Они вошли в дверь из орехового дерева, за ней была вторая, и, открыв ее, Ка обнаружил Ладживерта, который смотрел из окна на заснеженный двор. Его каштановые волосы с легкой рыжинкой, веснушки на лице и светло-синий цвет глаз, как и в первый раз, поразили Ка. Простота и пустота комнаты, те же предметы (та же щетка для волос, та же полураскрытая сумка и та же пластмассовая пепельница с надписью «Эрсин электрик» и османскими узорами по краям) готовы были создать впечатление, что Ладживерт ночью не поменял пристанища.
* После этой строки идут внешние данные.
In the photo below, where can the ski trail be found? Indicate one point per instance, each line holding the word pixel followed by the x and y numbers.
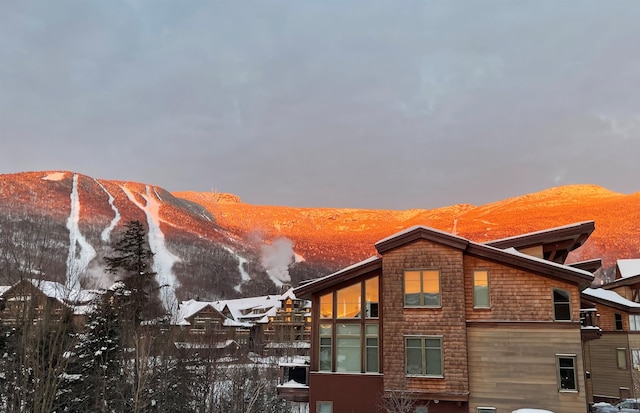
pixel 163 259
pixel 80 251
pixel 106 233
pixel 243 273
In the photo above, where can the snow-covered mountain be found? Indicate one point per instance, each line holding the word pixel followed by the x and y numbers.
pixel 59 225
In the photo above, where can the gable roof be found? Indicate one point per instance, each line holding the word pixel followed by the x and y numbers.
pixel 611 299
pixel 510 257
pixel 556 242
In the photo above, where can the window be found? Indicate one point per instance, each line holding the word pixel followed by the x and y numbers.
pixel 348 348
pixel 371 343
pixel 481 297
pixel 324 407
pixel 621 357
pixel 422 288
pixel 326 340
pixel 423 356
pixel 567 378
pixel 348 302
pixel 561 305
pixel 371 297
pixel 635 358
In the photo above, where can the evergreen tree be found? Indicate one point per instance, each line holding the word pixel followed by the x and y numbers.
pixel 131 260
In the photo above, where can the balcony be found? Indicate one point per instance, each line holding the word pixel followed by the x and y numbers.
pixel 590 330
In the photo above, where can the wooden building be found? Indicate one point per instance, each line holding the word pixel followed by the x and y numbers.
pixel 451 325
pixel 613 361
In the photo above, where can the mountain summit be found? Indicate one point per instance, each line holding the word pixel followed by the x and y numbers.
pixel 59 225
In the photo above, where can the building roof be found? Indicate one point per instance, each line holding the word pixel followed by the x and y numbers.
pixel 510 257
pixel 611 299
pixel 556 242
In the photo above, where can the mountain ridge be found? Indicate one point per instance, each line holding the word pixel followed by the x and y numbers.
pixel 224 247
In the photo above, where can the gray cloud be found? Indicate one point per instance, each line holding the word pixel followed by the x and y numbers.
pixel 371 104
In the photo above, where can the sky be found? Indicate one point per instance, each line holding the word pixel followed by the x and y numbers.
pixel 335 103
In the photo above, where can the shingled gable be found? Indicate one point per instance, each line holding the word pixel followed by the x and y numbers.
pixel 345 274
pixel 556 242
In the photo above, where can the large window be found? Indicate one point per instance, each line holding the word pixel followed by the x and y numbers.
pixel 326 347
pixel 422 288
pixel 561 305
pixel 349 341
pixel 481 298
pixel 348 348
pixel 423 356
pixel 348 302
pixel 371 344
pixel 567 377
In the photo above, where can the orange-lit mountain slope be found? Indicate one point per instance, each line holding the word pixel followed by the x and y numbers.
pixel 218 243
pixel 350 233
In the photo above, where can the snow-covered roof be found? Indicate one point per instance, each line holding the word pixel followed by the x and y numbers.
pixel 610 296
pixel 629 267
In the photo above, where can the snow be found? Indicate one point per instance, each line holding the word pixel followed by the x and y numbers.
pixel 531 411
pixel 163 259
pixel 77 261
pixel 629 267
pixel 106 233
pixel 243 273
pixel 55 176
pixel 611 296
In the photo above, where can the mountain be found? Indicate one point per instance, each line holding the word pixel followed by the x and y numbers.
pixel 60 225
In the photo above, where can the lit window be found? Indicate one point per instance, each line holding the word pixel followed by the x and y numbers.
pixel 481 297
pixel 422 288
pixel 561 305
pixel 371 344
pixel 348 348
pixel 326 340
pixel 371 297
pixel 567 378
pixel 348 302
pixel 635 358
pixel 423 356
pixel 621 357
pixel 326 306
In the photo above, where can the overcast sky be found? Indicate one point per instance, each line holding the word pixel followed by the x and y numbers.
pixel 326 103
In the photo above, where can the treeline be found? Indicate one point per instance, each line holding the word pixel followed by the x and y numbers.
pixel 123 357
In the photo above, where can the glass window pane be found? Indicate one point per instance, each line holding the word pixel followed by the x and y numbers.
pixel 431 288
pixel 481 289
pixel 326 306
pixel 371 297
pixel 561 305
pixel 412 287
pixel 348 302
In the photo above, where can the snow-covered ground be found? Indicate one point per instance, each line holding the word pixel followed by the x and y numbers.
pixel 80 251
pixel 163 260
pixel 106 233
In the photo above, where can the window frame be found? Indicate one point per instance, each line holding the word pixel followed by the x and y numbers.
pixel 574 368
pixel 422 293
pixel 423 353
pixel 335 344
pixel 561 303
pixel 488 291
pixel 621 358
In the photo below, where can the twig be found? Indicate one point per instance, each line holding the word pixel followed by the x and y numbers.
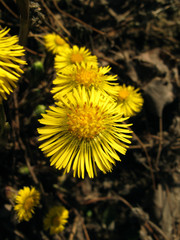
pixel 54 20
pixel 148 159
pixel 148 224
pixel 74 228
pixel 77 20
pixel 158 230
pixel 160 142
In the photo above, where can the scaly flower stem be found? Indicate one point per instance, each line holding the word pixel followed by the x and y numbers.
pixel 2 118
pixel 24 21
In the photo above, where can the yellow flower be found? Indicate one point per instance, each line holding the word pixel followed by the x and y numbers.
pixel 129 100
pixel 83 131
pixel 73 56
pixel 10 70
pixel 55 220
pixel 84 75
pixel 55 43
pixel 25 202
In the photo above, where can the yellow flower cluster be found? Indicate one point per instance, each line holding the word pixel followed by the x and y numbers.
pixel 85 128
pixel 28 198
pixel 25 202
pixel 10 71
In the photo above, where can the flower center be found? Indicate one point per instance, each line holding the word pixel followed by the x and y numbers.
pixel 85 122
pixel 123 94
pixel 87 77
pixel 59 40
pixel 56 221
pixel 29 203
pixel 77 58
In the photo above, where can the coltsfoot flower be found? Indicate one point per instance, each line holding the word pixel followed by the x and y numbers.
pixel 55 43
pixel 73 56
pixel 83 131
pixel 85 75
pixel 10 70
pixel 25 202
pixel 130 100
pixel 55 219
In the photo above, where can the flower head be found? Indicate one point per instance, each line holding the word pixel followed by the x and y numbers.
pixel 55 219
pixel 129 100
pixel 85 75
pixel 55 43
pixel 83 131
pixel 73 56
pixel 10 70
pixel 25 202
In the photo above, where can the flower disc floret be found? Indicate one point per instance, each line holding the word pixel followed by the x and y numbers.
pixel 73 56
pixel 85 75
pixel 54 43
pixel 25 202
pixel 85 122
pixel 83 131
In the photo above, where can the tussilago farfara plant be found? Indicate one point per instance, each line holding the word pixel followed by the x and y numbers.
pixel 55 43
pixel 10 71
pixel 25 202
pixel 56 219
pixel 73 56
pixel 85 75
pixel 83 131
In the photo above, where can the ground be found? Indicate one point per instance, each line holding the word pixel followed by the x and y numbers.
pixel 140 198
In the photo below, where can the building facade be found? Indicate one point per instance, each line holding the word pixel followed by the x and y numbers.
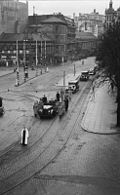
pixel 57 27
pixel 28 45
pixel 93 23
pixel 13 16
pixel 111 15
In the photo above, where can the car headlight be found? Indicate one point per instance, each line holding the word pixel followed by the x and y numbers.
pixel 52 111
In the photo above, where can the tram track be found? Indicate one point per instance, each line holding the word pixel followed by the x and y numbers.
pixel 4 189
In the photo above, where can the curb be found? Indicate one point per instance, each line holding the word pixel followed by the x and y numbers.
pixel 7 74
pixel 93 132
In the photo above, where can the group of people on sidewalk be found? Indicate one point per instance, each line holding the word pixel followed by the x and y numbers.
pixel 62 97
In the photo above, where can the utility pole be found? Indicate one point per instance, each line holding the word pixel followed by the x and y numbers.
pixel 41 57
pixel 45 55
pixel 74 70
pixel 36 60
pixel 17 63
pixel 24 59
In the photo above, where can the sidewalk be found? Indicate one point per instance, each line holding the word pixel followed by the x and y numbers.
pixel 100 116
pixel 31 74
pixel 5 71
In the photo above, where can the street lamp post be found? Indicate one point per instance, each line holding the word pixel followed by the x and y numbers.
pixel 36 59
pixel 41 57
pixel 17 63
pixel 45 55
pixel 24 59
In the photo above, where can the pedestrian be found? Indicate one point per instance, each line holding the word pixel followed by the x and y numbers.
pixel 62 94
pixel 1 101
pixel 44 99
pixel 24 136
pixel 93 91
pixel 58 96
pixel 66 104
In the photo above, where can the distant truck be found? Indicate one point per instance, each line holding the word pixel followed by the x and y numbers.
pixel 84 75
pixel 73 86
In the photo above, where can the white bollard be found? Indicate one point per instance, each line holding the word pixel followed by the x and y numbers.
pixel 24 136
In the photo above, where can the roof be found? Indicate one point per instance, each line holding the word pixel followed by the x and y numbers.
pixel 85 35
pixel 22 36
pixel 53 19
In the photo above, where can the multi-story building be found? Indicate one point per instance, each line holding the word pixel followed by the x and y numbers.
pixel 111 15
pixel 93 23
pixel 28 44
pixel 59 28
pixel 13 16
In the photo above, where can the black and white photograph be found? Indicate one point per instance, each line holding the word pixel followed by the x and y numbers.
pixel 59 97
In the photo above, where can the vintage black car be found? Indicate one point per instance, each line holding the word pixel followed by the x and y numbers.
pixel 84 76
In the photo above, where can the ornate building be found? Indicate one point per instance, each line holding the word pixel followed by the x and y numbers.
pixel 58 28
pixel 111 15
pixel 13 16
pixel 93 23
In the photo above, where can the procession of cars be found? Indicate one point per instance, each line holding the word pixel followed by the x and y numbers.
pixel 50 108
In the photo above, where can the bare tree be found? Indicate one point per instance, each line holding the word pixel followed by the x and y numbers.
pixel 108 58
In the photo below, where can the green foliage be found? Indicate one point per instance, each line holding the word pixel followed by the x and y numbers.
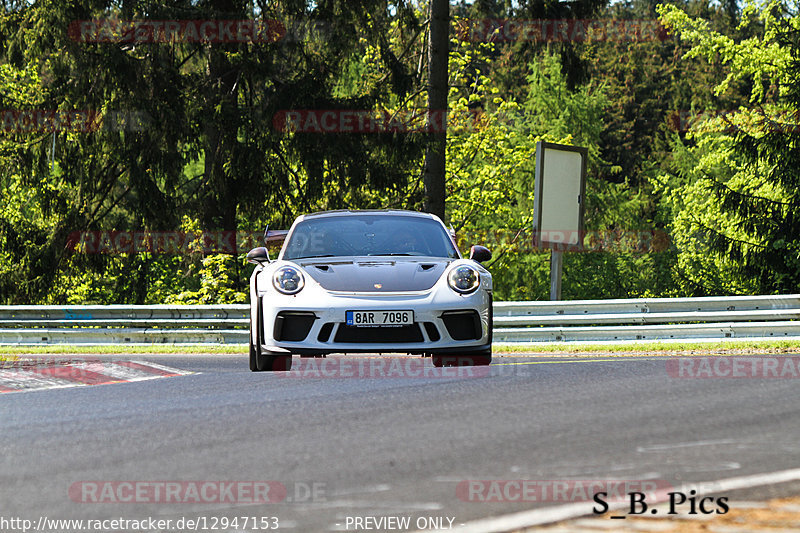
pixel 207 155
pixel 735 192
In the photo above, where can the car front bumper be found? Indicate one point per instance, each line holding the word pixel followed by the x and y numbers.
pixel 444 323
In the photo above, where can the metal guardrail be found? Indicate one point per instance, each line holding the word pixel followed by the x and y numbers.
pixel 514 322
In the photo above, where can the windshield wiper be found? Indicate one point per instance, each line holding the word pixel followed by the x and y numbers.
pixel 371 255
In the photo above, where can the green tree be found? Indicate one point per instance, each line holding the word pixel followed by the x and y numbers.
pixel 741 190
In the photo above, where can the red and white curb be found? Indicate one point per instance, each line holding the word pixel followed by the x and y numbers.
pixel 19 376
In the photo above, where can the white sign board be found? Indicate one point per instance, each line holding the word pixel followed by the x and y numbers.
pixel 559 195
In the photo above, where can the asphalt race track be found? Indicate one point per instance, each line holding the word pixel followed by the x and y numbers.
pixel 327 445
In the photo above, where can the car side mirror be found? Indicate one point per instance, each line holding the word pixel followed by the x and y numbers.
pixel 479 253
pixel 258 256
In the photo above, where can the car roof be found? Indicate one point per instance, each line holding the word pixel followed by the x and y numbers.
pixel 345 212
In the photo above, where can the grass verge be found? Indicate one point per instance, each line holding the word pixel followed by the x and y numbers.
pixel 737 347
pixel 51 349
pixel 733 347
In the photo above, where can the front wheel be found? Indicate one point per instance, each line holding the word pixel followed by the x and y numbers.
pixel 266 362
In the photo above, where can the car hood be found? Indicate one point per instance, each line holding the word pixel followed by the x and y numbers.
pixel 370 274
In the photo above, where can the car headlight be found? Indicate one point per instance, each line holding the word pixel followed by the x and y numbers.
pixel 288 280
pixel 464 279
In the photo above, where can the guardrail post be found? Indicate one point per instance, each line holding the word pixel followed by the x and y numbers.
pixel 555 274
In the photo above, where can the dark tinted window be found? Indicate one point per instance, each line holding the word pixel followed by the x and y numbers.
pixel 373 235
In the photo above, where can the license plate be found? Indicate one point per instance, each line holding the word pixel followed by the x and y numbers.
pixel 379 318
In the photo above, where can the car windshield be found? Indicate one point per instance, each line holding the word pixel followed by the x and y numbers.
pixel 369 235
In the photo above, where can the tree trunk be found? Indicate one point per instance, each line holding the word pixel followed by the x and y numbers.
pixel 438 49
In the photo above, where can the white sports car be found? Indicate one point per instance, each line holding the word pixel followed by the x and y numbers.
pixel 370 281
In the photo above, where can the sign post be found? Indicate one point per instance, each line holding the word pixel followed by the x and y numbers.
pixel 558 204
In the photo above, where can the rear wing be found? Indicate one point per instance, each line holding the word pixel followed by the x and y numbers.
pixel 275 235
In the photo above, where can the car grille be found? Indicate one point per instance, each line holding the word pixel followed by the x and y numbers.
pixel 293 325
pixel 463 325
pixel 379 334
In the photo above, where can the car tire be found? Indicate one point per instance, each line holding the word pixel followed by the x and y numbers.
pixel 266 362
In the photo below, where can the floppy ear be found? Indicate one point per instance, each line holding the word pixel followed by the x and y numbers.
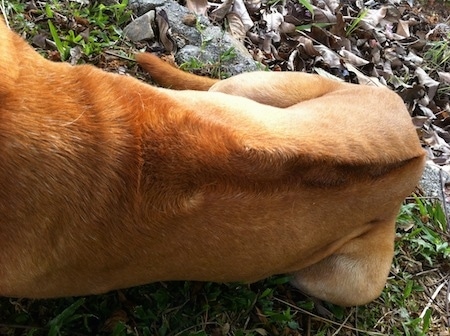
pixel 9 66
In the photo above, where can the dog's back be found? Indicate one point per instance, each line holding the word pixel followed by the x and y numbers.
pixel 107 182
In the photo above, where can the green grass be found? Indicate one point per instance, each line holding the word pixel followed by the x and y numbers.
pixel 269 307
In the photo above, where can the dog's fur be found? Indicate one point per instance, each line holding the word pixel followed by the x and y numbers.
pixel 107 182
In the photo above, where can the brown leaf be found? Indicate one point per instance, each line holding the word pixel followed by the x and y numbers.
pixel 163 25
pixel 241 10
pixel 199 7
pixel 403 28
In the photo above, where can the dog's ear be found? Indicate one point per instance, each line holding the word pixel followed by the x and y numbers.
pixel 9 65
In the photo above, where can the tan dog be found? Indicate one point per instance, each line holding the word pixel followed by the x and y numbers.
pixel 107 182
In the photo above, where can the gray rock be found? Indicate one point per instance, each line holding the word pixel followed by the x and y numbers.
pixel 141 28
pixel 204 42
pixel 433 181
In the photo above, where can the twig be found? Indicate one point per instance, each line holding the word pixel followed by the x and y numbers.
pixel 431 299
pixel 303 311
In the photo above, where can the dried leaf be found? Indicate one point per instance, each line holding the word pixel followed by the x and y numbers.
pixel 329 56
pixel 352 58
pixel 444 77
pixel 403 28
pixel 253 6
pixel 273 19
pixel 240 10
pixel 306 45
pixel 163 25
pixel 427 81
pixel 363 79
pixel 235 26
pixel 199 7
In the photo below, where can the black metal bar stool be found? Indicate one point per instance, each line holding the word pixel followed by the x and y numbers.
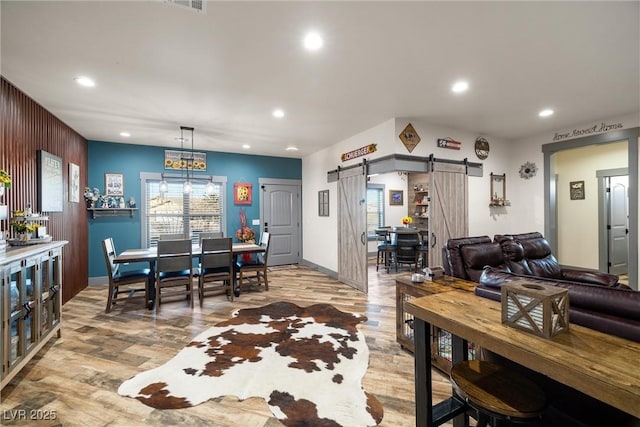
pixel 499 395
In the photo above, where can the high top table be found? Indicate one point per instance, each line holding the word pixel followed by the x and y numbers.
pixel 600 365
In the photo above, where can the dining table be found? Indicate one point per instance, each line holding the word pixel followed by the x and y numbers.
pixel 149 255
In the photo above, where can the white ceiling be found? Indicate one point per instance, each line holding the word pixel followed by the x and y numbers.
pixel 159 66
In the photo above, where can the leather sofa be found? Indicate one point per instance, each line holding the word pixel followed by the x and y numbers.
pixel 596 299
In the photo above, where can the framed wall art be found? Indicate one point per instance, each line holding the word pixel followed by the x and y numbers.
pixel 74 183
pixel 323 203
pixel 242 193
pixel 396 197
pixel 50 182
pixel 576 190
pixel 114 184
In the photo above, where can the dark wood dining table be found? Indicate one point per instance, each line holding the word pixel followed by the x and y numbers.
pixel 149 255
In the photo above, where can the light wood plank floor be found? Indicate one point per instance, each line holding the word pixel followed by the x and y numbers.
pixel 78 375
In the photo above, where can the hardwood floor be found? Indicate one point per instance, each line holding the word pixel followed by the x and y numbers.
pixel 77 376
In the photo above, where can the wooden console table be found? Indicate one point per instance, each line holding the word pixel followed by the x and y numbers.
pixel 30 303
pixel 600 365
pixel 406 290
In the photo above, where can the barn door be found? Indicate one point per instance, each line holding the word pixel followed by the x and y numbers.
pixel 448 213
pixel 352 228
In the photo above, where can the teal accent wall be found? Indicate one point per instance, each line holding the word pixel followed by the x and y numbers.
pixel 130 160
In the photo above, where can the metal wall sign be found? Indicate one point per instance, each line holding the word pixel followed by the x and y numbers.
pixel 362 151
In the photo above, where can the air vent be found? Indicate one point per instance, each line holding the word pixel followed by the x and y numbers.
pixel 195 5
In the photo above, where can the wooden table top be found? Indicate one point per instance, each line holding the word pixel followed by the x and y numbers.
pixel 150 254
pixel 442 284
pixel 600 365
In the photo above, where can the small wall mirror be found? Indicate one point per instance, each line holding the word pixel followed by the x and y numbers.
pixel 498 190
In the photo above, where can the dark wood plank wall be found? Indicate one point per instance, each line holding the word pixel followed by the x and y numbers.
pixel 25 128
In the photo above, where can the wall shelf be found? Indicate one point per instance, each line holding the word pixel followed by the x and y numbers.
pixel 99 212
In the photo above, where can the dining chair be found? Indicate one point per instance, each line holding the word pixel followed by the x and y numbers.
pixel 209 235
pixel 255 267
pixel 172 236
pixel 216 268
pixel 174 271
pixel 121 282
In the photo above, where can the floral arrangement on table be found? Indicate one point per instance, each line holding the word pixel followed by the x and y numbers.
pixel 5 178
pixel 245 233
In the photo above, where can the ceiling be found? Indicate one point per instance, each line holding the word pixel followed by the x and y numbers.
pixel 158 66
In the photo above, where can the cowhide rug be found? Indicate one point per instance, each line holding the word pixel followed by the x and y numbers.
pixel 306 362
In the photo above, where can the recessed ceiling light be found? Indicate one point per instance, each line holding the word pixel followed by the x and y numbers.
pixel 546 112
pixel 312 41
pixel 85 81
pixel 460 86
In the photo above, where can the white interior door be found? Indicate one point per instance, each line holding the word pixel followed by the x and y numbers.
pixel 281 218
pixel 352 228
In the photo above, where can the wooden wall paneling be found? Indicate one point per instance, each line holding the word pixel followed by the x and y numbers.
pixel 25 128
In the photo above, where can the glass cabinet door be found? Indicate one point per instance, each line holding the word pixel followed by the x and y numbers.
pixel 22 331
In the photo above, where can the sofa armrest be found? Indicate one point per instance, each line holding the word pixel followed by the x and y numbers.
pixel 593 277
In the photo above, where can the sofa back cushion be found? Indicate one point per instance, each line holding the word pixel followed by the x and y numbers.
pixel 477 257
pixel 452 258
pixel 513 254
pixel 540 260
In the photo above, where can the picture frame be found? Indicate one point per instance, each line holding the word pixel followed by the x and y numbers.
pixel 323 203
pixel 242 192
pixel 113 184
pixel 74 183
pixel 396 197
pixel 576 190
pixel 50 182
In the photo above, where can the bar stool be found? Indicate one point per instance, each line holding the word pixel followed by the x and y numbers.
pixel 498 394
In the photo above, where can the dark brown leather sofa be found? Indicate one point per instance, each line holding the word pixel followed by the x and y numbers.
pixel 596 300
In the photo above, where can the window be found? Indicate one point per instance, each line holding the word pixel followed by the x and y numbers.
pixel 176 212
pixel 375 208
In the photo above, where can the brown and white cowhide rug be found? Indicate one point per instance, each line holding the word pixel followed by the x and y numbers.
pixel 306 362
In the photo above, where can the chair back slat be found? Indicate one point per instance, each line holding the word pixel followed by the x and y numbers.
pixel 174 255
pixel 210 235
pixel 216 253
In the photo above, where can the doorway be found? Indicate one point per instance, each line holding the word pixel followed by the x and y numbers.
pixel 613 220
pixel 280 213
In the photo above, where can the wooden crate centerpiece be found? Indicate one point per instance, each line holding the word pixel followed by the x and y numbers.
pixel 540 309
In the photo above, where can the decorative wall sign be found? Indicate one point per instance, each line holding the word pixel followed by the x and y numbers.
pixel 576 190
pixel 74 183
pixel 396 197
pixel 362 151
pixel 242 193
pixel 114 184
pixel 50 180
pixel 482 148
pixel 183 160
pixel 589 130
pixel 409 137
pixel 449 143
pixel 528 170
pixel 323 203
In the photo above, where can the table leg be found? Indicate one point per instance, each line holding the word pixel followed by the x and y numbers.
pixel 423 386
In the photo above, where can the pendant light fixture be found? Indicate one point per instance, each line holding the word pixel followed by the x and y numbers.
pixel 187 186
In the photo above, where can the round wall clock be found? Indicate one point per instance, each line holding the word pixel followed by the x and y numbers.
pixel 482 148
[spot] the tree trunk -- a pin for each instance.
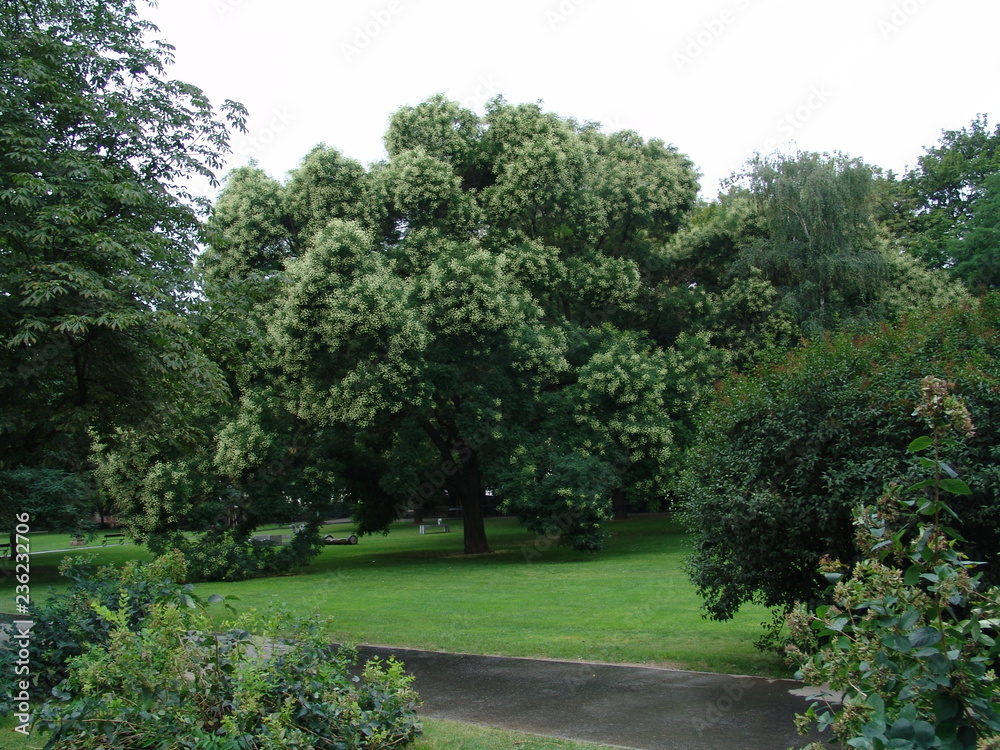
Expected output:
(466, 487)
(618, 504)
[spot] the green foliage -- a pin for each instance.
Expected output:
(57, 499)
(66, 623)
(97, 231)
(173, 678)
(434, 308)
(821, 249)
(785, 453)
(976, 254)
(910, 634)
(936, 202)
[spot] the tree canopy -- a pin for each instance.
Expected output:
(444, 312)
(97, 235)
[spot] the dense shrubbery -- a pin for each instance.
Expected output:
(786, 453)
(909, 636)
(141, 664)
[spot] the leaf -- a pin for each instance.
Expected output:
(924, 637)
(955, 487)
(897, 643)
(902, 728)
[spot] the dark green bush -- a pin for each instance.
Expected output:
(175, 683)
(786, 453)
(66, 623)
(909, 637)
(141, 664)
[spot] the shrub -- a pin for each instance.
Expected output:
(784, 454)
(65, 623)
(175, 683)
(150, 668)
(910, 635)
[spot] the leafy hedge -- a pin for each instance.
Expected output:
(785, 453)
(149, 668)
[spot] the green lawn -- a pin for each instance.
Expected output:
(631, 603)
(438, 735)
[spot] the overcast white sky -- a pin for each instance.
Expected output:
(877, 79)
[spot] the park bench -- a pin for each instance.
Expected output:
(439, 526)
(275, 539)
(331, 539)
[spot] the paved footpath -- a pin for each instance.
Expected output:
(632, 707)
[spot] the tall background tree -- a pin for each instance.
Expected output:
(940, 209)
(441, 308)
(97, 235)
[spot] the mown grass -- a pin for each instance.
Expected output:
(438, 735)
(631, 603)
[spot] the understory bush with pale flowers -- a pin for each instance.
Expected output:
(174, 679)
(910, 634)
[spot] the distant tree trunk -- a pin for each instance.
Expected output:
(464, 480)
(466, 487)
(618, 504)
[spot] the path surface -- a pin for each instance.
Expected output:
(631, 707)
Но на его лице Ка увидел хладнокровную улыбку, говорившую о том, что он уже смирился с происшедшими со вчерашнего дня событиями, и Ка догадался, что он поздравляет себя, что сбежал от тех, кто устроил переворот.
– Теперь ты не напишешь о девушках-самоубийцах, – сказал Ладживерт.
– Почему?
– Военные не хотят, чтобы о них писали.
– Я не говорю от лица военных, – ответил Ка осторожно.
– Я знаю.
Какое-то время они натянуто и напряженно смотрели друг на друга.
– Вчера ты сказал мне, что можешь опубликовать в западной прессе статью о девушках-самоубийцах, – сказал Ладживерт.
Ка стало стыдно этой маленькой лжи.
– В какой западной газете? – спросил Ладживерт. – В какой из немецких газет у тебя есть знакомые?
– Во «Франкфуртер рундшау», – ответил Ка.
– Кто?
– Один немецкий журналист-демократ.
– Как его зовут?
– Ханс Хансен, – сказал Ка, укутываясь в пальто.
– У меня есть заявление для Ханса Хансена о военном перевороте, – сказал Ладживерт. – У нас немного времени, и я хочу, чтобы ты записал его сейчас.
Ка достал свою тетрадь со стихами и начал писать на последней странице. Ладживерт сказал, что с момента событий в театре до настоящего времени были убиты, по меньшей мере, восемьдесят человек (настоящее количество погибших было семнадцать, включая убитых в театре), рассказал о захвате домов и школ, о том, что сожжены девять лачуг, в которые въехали танки (на самом деле четыре), о студентах, погибших под пытками, об уличном столкновении, о котором Ка не знал, и, не останавливаясь особо на страданиях курдов, в то же время немного преувеличил страдания сторонников религиозных порядков; он сообщил, что мэр и директор педагогического института были убиты властями, потому что это создавало атмосферу, подходящую для военного переворота. С его точки зрения, все это было сделано, «чтобы воспрепятствовать победе исламистов на демократических выборах». Пока Ладживерт, чтобы доказать этот факт, рассказывал о других деталях (например, о запрете деятельности политических партий и союзов и тому подобном), Ка посмотрел в глаза восхищенно слушавшей его Кадифе и сделал на полях (позже он вырвет из тетради эти страницы) рисунки и наброски, свидетельствовавшие о том, что он думал об Ипек: женские волосы и шею, а на заднем плане – игрушечный домик, из трубы которого выходит игрушечный дым… Ка задолго до поездки в Карс говорил мне, что существуют непреложные истины, которые поэт признаёт, но которых боится, ибо они могут навредить его стихам; хороший поэт должен не приближаться к таким истинам вплотную, но лишь кружить вокруг них, и потаенная грустная мелодия этого кружения станет его искусством.